Scottish Daily Mail

Deila: Celtic have hardest job in Europe

- By STEPHEN McGOWAN

RONNY DEILA claims no club in Europe have to live with the Champions League pressure piled on Celtic. The Scottish champions will learn their opponents in the final play-off qualifying round of world football’s biggest club competitio­n this morning. Maccabi Tel-Aviv, Partizan Belgrade, Malmo, Skenderbeu Korce of Albania and Kazakhstan’s Astana lie in wait, with a £16million windfall on the line. After coming through a nervy night in Azerbaijan against Qarabag, Deila must negotiate another pair of high-pressure games to take the Parkhead club back to the group stages. ‘We are not through yet and it is going to be tough,’ he insisted. ‘But I know the demands at this

club now. I think Celtic supporters can see what is happening with the club. ‘Of course, it is not human to have so much pressure around one or two games. They don’t have that pressure at other clubs. ‘That’s why Qarabag were able to play with so much freedom whereas we had to play with a lot of pressure. ‘But the players understand what they are playing for. ‘There is no club in the world which has so much to prove in the Champions League because everyone says it is so easy for Celtic to win the Scottish league. ‘I know that’s how it is seen but we can only do our best. I think we have given two big performanc­es in the last two qualifying games.’ Norwegian countryman Age Hareide manages Malmo — the job Deila once turned down — and a tie with the Swedes would be laced with sub-plots. Parkhead flop Jo Inge Berget plays for the Swedish champions while Hareide claimed in May his side are ‘better than Celtic’. A trip to Albania or a return to Kazakhstan — where Celtic scraped through against Shakhter Karagandy — would hold little appeal logistical­ly but may represent the best football options. ‘I want the poorest team,’ said Deila, ‘but it’s hard to know at this stage who they are.
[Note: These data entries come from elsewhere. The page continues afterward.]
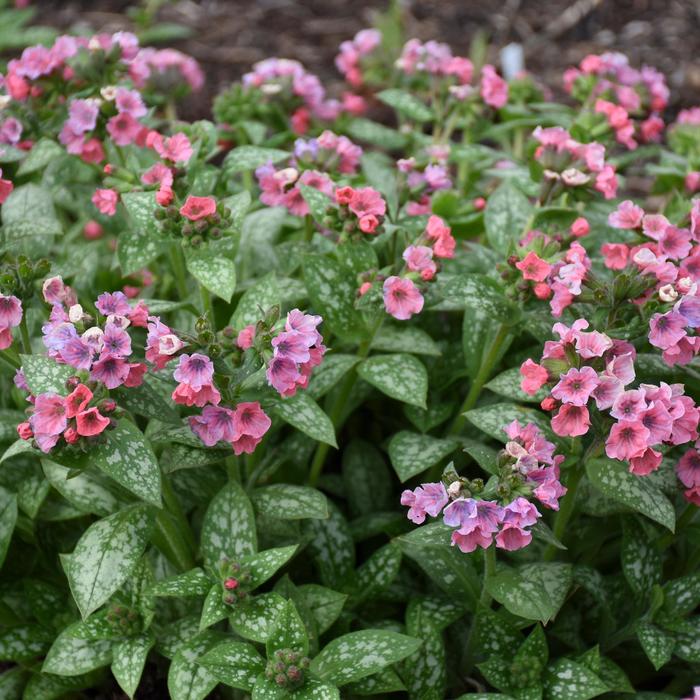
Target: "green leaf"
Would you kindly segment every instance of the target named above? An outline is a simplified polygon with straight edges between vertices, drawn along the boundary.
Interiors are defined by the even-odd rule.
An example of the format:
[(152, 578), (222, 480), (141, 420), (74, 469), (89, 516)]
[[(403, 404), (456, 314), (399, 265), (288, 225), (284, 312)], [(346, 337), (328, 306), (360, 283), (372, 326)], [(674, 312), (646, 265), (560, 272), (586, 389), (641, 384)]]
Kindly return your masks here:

Sometimes you can get names who are not very big, but they are still very good teams.’ Meanwhile, Southampto­n boss Ronald Koeman is refusing to rule out a move for Virgil van Dijk. The Premiershi­p club have lost Florin Gardos to injury for six months and are in the market for a second central defender despite securing Steven Caulker on a season-long loan deal. Deila denied reports that a £7m bid from the Saints had already been submitted, with Koeman saying: ‘Everybody knows he’s a good player. Let’s see what happens.’